Comment by ajnin
Everyday the world is becoming more polarized. Technology corporations gain ever more control over people's lives, telling people what they can do on their computers and phones, what they can talk about on social platforms, censoring what they please, wielding the threat of being cutoff from their data, their social circles on a whim. All over the world, in dictatorships and also in democratic countries, governments turn more fascist and more violent. They demonstrate that they can use technology to oppress their population, to hunt dissent and to efficiently spread propaganda.
In that world, authoring technology that enables this even more is either completely mad or evil.
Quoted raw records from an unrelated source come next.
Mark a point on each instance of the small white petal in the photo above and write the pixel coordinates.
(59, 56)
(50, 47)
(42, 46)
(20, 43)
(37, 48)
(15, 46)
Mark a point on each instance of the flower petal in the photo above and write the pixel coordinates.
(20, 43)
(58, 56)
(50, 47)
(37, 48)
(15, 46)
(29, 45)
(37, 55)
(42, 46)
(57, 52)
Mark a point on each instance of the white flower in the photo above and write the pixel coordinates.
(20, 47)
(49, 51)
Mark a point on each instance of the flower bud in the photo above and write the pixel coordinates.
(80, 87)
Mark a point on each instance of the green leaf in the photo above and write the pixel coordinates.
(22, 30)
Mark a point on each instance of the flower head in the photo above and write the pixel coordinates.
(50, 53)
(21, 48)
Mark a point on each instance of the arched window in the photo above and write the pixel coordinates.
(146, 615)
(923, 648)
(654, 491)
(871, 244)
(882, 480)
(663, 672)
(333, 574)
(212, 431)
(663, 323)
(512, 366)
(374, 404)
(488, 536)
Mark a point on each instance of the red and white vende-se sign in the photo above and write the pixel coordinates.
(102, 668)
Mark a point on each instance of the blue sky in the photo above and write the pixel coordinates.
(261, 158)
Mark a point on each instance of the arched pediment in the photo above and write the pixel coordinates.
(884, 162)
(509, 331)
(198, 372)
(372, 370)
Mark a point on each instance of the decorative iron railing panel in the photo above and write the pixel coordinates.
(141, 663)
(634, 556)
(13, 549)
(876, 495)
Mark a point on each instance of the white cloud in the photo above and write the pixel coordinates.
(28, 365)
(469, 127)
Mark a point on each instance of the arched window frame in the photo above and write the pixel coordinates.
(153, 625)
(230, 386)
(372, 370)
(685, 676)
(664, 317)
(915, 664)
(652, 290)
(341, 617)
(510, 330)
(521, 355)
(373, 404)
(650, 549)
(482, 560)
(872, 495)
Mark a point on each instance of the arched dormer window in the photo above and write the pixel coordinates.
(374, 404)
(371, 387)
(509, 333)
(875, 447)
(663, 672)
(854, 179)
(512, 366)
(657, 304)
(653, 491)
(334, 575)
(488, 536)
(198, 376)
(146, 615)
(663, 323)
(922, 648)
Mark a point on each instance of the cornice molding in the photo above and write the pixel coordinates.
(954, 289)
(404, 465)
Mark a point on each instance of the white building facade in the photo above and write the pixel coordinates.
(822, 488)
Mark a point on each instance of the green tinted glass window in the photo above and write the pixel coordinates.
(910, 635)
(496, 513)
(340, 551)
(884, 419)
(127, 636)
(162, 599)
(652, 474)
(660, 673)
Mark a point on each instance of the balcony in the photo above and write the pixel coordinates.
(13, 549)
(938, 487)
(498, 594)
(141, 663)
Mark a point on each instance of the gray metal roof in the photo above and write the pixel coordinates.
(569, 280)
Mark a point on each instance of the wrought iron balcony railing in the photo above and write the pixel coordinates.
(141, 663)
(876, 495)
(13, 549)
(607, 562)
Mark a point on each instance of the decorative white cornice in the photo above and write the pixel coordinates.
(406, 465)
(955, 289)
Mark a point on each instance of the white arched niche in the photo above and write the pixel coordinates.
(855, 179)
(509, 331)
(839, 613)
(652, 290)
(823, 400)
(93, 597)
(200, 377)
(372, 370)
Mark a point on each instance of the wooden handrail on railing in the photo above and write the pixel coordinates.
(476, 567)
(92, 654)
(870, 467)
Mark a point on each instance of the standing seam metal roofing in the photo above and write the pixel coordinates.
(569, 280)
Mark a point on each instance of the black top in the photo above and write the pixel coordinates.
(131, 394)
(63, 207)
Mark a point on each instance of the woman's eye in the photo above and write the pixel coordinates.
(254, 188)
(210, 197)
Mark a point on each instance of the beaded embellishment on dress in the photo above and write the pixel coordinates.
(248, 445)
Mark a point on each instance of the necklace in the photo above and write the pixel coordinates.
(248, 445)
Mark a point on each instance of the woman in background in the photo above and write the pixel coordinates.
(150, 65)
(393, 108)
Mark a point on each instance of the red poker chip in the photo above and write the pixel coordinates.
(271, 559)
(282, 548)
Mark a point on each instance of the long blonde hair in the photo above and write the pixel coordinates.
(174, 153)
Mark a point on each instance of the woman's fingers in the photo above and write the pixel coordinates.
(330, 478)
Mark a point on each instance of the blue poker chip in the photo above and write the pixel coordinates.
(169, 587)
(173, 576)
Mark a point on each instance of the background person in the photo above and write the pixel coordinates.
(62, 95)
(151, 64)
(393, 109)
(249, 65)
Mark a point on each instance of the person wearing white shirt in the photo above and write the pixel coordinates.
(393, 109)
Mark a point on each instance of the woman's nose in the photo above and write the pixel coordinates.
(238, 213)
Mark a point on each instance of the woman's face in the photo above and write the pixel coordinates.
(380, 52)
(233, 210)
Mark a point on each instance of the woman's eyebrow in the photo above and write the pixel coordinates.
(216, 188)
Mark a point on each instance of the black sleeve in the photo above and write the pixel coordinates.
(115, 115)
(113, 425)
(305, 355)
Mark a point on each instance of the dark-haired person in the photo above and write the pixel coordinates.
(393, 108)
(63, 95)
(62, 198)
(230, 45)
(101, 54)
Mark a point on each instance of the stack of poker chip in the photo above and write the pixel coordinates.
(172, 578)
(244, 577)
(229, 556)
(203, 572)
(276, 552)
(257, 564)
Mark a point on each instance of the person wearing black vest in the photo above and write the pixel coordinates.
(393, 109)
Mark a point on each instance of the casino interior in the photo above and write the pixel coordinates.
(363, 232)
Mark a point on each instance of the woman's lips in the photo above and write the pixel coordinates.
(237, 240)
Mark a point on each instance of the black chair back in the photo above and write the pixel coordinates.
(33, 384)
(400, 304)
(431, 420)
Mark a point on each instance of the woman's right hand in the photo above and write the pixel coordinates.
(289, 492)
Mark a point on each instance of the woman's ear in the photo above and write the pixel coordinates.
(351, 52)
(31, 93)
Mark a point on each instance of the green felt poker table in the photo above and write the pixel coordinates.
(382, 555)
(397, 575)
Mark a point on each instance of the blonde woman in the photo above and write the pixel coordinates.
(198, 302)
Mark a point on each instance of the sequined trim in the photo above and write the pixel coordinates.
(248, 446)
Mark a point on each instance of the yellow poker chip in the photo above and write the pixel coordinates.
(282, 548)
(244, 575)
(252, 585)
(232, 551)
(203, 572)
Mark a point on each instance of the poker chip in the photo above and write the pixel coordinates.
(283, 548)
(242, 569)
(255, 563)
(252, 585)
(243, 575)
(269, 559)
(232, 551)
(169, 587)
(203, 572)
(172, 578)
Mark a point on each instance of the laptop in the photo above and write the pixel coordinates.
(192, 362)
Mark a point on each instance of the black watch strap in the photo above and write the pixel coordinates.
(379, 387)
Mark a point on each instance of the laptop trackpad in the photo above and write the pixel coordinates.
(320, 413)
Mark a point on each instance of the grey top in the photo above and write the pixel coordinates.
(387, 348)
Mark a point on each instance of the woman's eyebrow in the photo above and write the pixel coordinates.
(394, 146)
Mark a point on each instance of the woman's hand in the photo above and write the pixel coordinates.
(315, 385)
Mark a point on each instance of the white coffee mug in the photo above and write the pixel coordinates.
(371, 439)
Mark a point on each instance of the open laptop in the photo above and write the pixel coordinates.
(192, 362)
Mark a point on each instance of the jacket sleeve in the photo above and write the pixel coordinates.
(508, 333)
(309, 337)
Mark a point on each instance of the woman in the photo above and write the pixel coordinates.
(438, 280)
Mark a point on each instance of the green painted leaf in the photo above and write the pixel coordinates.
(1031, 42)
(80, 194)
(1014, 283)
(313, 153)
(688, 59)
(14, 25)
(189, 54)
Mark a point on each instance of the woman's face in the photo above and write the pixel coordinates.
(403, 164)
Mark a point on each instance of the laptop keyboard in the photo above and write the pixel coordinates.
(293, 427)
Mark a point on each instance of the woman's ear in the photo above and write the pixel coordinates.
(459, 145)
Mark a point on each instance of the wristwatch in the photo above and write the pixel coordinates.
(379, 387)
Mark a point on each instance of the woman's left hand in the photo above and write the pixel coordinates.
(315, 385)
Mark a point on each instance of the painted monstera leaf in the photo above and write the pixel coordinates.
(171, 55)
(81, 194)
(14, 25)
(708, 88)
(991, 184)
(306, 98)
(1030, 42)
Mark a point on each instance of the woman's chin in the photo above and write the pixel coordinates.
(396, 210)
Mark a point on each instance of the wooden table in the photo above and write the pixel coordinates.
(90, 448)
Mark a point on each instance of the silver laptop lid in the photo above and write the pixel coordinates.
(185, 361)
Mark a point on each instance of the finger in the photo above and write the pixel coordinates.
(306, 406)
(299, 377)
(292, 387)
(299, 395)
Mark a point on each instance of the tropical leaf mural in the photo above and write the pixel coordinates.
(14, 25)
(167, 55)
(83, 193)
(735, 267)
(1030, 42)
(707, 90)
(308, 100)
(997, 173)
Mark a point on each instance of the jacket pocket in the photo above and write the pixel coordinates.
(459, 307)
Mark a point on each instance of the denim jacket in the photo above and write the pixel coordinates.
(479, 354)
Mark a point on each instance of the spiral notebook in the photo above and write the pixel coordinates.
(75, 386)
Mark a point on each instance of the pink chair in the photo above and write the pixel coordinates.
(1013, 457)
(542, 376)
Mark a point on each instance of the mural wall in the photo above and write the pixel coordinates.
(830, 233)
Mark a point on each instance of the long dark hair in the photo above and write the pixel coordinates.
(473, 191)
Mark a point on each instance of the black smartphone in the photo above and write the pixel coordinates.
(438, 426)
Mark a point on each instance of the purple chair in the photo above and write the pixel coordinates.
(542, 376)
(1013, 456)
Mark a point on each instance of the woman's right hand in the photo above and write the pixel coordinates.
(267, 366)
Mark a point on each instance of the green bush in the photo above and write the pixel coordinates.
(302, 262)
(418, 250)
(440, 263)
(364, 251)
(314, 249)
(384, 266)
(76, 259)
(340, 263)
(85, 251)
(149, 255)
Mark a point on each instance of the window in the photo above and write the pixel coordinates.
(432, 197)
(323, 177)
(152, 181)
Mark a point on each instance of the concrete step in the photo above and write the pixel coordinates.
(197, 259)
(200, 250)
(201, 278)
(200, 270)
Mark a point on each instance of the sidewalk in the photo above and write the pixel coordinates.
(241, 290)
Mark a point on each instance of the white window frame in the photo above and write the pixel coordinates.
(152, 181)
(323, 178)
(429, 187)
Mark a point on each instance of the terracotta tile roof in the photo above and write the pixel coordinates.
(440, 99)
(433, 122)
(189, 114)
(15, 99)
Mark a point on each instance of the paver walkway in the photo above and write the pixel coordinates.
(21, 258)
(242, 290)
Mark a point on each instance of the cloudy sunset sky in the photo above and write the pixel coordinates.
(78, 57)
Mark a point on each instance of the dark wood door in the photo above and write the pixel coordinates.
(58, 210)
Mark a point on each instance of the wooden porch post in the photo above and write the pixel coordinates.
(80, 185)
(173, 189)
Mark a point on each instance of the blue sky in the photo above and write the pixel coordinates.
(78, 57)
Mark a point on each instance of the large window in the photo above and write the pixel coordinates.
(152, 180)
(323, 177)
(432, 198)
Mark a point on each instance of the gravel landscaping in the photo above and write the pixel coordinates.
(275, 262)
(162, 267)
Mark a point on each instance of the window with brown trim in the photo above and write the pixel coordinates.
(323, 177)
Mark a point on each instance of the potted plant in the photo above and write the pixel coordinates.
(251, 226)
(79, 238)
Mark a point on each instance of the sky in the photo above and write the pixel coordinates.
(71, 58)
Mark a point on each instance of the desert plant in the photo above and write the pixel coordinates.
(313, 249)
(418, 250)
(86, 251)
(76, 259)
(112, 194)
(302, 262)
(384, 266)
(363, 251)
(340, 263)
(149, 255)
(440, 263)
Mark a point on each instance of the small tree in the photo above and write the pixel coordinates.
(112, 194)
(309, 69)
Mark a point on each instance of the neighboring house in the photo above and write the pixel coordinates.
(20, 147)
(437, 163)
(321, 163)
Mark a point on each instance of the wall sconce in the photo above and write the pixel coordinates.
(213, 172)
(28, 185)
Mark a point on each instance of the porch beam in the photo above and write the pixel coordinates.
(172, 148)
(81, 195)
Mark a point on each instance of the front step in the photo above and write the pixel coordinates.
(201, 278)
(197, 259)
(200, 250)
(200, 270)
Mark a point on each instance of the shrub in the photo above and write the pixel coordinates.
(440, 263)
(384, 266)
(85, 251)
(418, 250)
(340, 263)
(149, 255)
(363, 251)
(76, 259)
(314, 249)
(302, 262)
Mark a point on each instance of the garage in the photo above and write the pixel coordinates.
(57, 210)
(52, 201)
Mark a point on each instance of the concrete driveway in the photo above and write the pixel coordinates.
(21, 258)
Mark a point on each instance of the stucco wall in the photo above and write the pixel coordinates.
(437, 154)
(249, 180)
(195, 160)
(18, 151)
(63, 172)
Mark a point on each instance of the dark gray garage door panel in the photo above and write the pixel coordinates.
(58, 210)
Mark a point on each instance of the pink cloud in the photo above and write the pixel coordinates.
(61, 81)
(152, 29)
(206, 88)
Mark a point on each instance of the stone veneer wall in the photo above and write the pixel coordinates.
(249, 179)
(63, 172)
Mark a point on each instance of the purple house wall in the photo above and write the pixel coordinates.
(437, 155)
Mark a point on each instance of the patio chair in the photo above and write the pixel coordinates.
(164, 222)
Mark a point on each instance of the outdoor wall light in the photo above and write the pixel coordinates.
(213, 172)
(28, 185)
To me Linux is not a technological object, it is also a political statement. It is about choice, personal freedom, acceptance of risk. If you build software that actively intends to take this away from me to put it into the hands of economic interests and political actors then you deserve all the hate you can get.
> To me Linux is not a technological object, it is also a political statement. It is about choice, personal freedom ...
I use Linux since the Slackware day. Poettering is the worse thing that happened to the Linux ecosystem and, of course, he went on to work for Microsoft. Just to add a huge insult to the already painful injury.
This is not about security for the users. It's about control.
At least many in this thread are criticizing the project.
And, once again of course, it's from a private company.
Full of ex-Microsofties.
I don't know why anyone interested in hacking would cheer for this. But then maybe HN should be renamed "CN" (Corporate News) or "MN" (Microsoft News).